8. The process of claim 7 wherein the oxidant is at least one
selected from the group consisting of air and oxygen.
9. The process of claim 7 wherein the cracking fluid comprises
super-heated steam.
10. The process of claim 7 wherein after step (c) the accumulated
hydrocarbons are first quenched to below their cracking temperature
prior to step (d).
11. The process of claim 10 wherein the temperature of the cracking
fluid is at least 600.degree. C.
12. A process for recovering and upgrading hydrocarbons from tar
sand deposits in which there is located a first horizontal well
with a first vertical well positioned over the horizontal well such
that fluids can be circulated between the two first wells, a second
horizontal well with a second vertical well positioned over the
horizontal well such that fluids can be circulated between the two
second wells, and a vertical injection well offset from the first
and second vertical wells with communication between the first and
second vertical wells and the vertical injection well, and in which
there is in situ combustion of the tar sand deposits between the
first and second wells, said process comprising:
(a) producing hydrocarbons from the first horizontal well while in
situ combustion gases are being vented from the deposit through the
first vertical well and oxidant is being injected into the deposit
through the injection well;
(b) regulating production of hydrocarbons from the first horizontal
well so that hydrocarbons will accumulate in a region around the
bottom of the first vertical well while in situ combustion gases
are being vented from the deposit through the second vertical well
and oxidant is being injected into the deposit through the
injection well;
(c) injecting into the accumulated hydrocarbons through the first
vertical well, a cracking fluid of sufficient temperature to cause
a least some cracking of at least some of the accumulated
hydrocarbon, while in situ combustion gases are being vented from
the deposit through the second vertical well and oxidant is being
injected into the deposit through the injection well; and
(d) recovering the accumulated hydrocarbons through the first
horizontal well.
13. The process of claim 12 wherein after step (c) the accumulated
hydrocarbons are first quenched to below their cracking temperature
prior to step (d).
14. The process of claim 12 wherein the oxidant is at least one
selected from the group consisting of air and oxygen.

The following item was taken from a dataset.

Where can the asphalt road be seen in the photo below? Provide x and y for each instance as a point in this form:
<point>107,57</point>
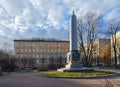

15. The process of claim 12 wherein the cracking fluid comprises
super-heated steam.
16. The process of claim 12 wherein the temperature of the cracking
fluid is at least 600.degree. C.
17. A process for upgrading hydrocarbons from tar sand deposits in
which there is located a horizontal well with a first vertical well
positioned over the horizontal well such that fluids can be
circulated between the two wells, a vertical injection well offset
from the first vertical well, communication between the first
vertical well and the injection well, and in which there is in situ
combustion of the tar sand deposits between the first and second
wells, said process comprising:
(a) producing hydrocarbons from the first horizontal well while in
situ combustion gases are being vented from the deposit through the
first vertical well and oxidant is being injected into the deposit
through the injection well;
(b) regulating production of hydrocarbons from the first horizontal
well so that hydrocarbons will accumulate in a region around the
bottom of the first vertical well while in situ combustion gases
are being vented from the deposit through the first vertical well
and oxidant is being injected into the deposit through the
injection well;
(c) injecting into the accumulated hydrocarbons through the first
vertical well, a cracking fluid of sufficient temperature to cause
at least some cracking of at least some of the accumulated
hydrocarbon, while in situ combustion gases are being vented from
the deposit through the first vertical well and oxidant is being
injected into the deposit through the injection well.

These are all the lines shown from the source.